-Re: org.apache.accumulo.core.iterators.Combiner: key scope?
Aaron Cordova 2012-03-20, 12:49
On Mar 19, 2012, at 4:28 PM, Keith Turner wrote:
> On Mon, Mar 19, 2012 at 4:09 PM, Aaron Cordova <[EMAIL PROTECTED]> wrote:
>> I suppose this would be a bad time to bring up the idea of returning more than one Pair ..
>> The original semantics of reduce() from lisp is to compact everything down into one object .. but the original MapReduce semantics allow reduce and map functions to emit() as many new KV pairs as one desires. To bring Accumulo's reduce() function closer to the usage of MapReduce's reduce() might not introduce a huge amount of cognitive load on users, especially if they are coming from the MapReduce world.
>> However, I am strongly in favor of avoiding over-generalized and complicated APIs, and am certainly willing to deal with the constraint of only returning one Pair if everyone feels this will keep adoption and usage easy and simple.

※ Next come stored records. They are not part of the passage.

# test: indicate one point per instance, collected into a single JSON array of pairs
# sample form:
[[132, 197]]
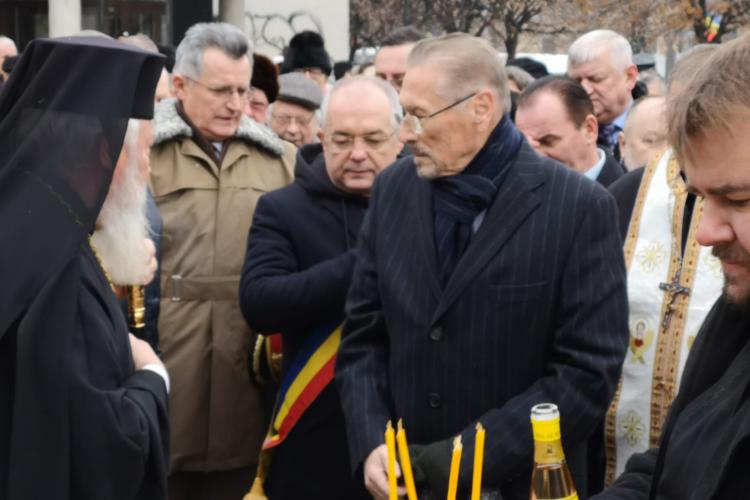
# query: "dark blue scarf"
[[459, 199]]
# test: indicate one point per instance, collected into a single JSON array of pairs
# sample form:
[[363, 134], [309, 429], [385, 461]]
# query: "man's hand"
[[376, 474], [142, 353]]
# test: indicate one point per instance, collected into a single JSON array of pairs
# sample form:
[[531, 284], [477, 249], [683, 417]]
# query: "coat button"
[[436, 333], [435, 400]]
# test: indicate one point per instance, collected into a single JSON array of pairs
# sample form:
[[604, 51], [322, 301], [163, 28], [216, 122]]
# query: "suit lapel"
[[426, 234], [513, 202]]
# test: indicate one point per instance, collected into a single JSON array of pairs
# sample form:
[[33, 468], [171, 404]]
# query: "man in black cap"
[[83, 405], [264, 87], [307, 54]]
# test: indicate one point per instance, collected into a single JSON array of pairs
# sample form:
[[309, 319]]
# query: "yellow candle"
[[476, 483], [390, 443], [403, 454], [455, 465]]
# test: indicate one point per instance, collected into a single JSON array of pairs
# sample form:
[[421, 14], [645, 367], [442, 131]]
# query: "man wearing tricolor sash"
[[298, 268], [672, 284]]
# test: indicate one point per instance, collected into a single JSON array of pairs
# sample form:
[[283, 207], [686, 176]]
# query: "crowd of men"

> I think thats reducing to multiple is ok. The important part is
> getting the API right. What API were you thinking of? Even if we do
> not do it, its nice to explore it and know what our options are.
> One thing that I realized about returning a key or keys, is that it
> gives the user a chance to return something out of sorted order. This
> is a difference w/ the map reduce model, the output of a map reduce
> reducer need not be sorted.
Right, but that's true of the output of Map() and the framework just sorts the KV pairs for you.
However, I don't see a good way for Accumulo to maintain global sort order of a list of KV pairs from reduce() now so maybe that's reason enough to not do it.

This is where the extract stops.